# L02-E4-Filtering
## Exercise Instructions

* Complete all cells as instructed, replacing any ??? with the appropriate code

* Execute Jupyter **Kernel** > **Restart & Run All** and ensure that all code blocks run without error


# Subsets

Subsets are important to provide focus for our analysis, whether it be removing outliers or irrelevant data, or a drill down on a specific category. Being able to filter rows and columns becomes commonplace in data analysis. Fortunately, this is an area of strength for the tidyverse and a package is dedicated to this named, dplyr. 

We will start simple with select(), filter() and arrange(). 
•	select() chooses the columns you want to keep and optionally rename them. 
•	filter() uses logical expressions to determine what rows are kept and discarded.
•	arrange() sorts the rows based upon the columns you give it.

Simply put, select() discards columns, filter() discards rows, and arrange sorts rows. For those that are familiar with SQL, these three functions are similar to SQL SELECT, WHERE, and ORDER BY.

We will also include some base R functions, head(), and tail(). 
head() will return the first 6 rows of a data set and tail() the last 6. 6 is the default value. You can override that parameter with the value you want. Combining head() and tail() with arrange() can return the top important rows for your analsyis.

We will look at top_n() and compare it to head() or tail() with arrange() as an alternative to subsetting the top or bottom portion of the data. 


## R Features
* library()
* glimpse()
* select()
* <- variable assignment operator
* head()
* tail()
* arrange()
* desc()
* labs()
* filter()
* ggplot()
* geom_jitter()
* geom_smooth()
* facet_wrap()
* facet_grid()

## Datasets
* mpg

# Load libraries

In [None]:
??? (tidyverse)

# Explore data's structure

In [None]:
# Dataframe: mpg
# Hint: glimpse()
??? (mpg)

# Help on select()
Let's look at the usage info from help for select()

In [None]:
? select

# select {dplyr}	R Documentation
Select/rename variables by name
## Description
select() keeps only the variables you mention; rename() keeps all variables.

# Using select()
Let's start by selecting only the variables we need for plotting.

Use the form: 

select(dataframe_name, column1, column2, column3, column4)

In [None]:
# Select columns: hwy, displ, cyl, and class
select(mpg, ??? , ??? , ??? , ??? )

After running this notice the columns in the output match the select list we really need to store this somewhere so we can use it later.

# Store result in a variable
Store the result from select(). Let's use the generic df variable name. I use this a lot for temporary variables and inside function. df stands for data frame. We will use the two character assignment operator '<-'. 

In [None]:
# Select columns: hwy, displ, cyl, class
# Store in variable: df
??? <- select(mpg, ??? )

What happens when you run this? Was there any output?

# Explore the data's structure
The above block didn't have any output so we didn't see anything. But we can look at what is in this data frame

Do you recall the function?

In [None]:
# Hint: glimpse()
???

Notice a familiar output, but of just 4 variables.

Note that the number of rows / observations, 234, has not changed.

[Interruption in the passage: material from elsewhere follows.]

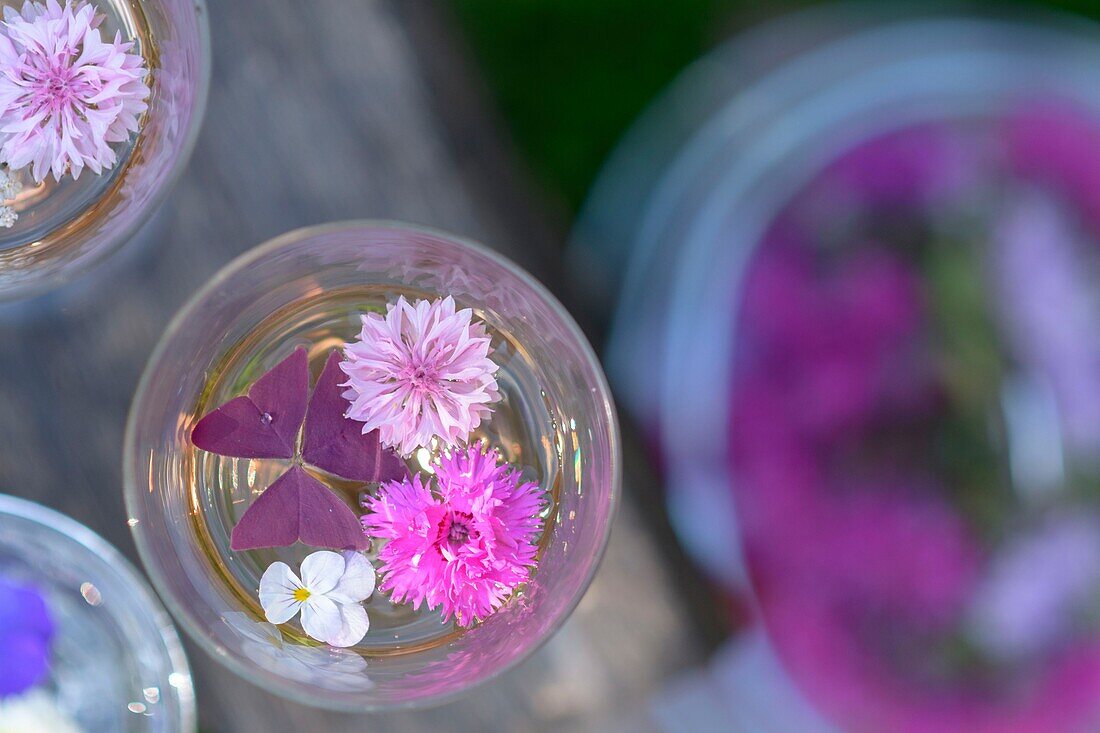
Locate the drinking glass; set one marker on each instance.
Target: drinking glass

Troubleshooting tip: If you get the following output 'function (x, df1, df2, ncp, log = FALSE)' then you haven't successfully saved the mpg selected colunmns into the df variable. df is also a function as described above that we likely won't use so we are going to repurpose df to be our working variable name for our data. 

# head() and tail() 
There are two other functions that are helpful for looking at the data, head() and tail()

Let's review the help on these.

In [None]:
# Help on head
? head

In [None]:
# Help on tail
? tail

Notice that both head and tail point to the same help page where both are described. This is pretty common with related functions. Feel free to close the help window if desired. 

# head {utils}	R Documentation
Return the First or Last Part of an Object
## Description
Returns the first or last parts of a vector, matrix, table, data frame or function. Since head() and tail() are generic functions, they may also have been extended to other classes.

# Using head() and tail()
There are two other functions for looking at the data, head() and tail(). Run both of those passing in our data frame variable.

In [None]:
# Use head()
??? (df)

# Use tail()
??? (df)

You can see two tables. The first is the top 6 rows aka head(). The second is the bottom 6 row aka tail().

# Altering the number of rows in head() and tail()
What if we wanted a different number of rows returned? We can pass a number to head() and tail() representing the number of rows we want them to return. This is the n parameter.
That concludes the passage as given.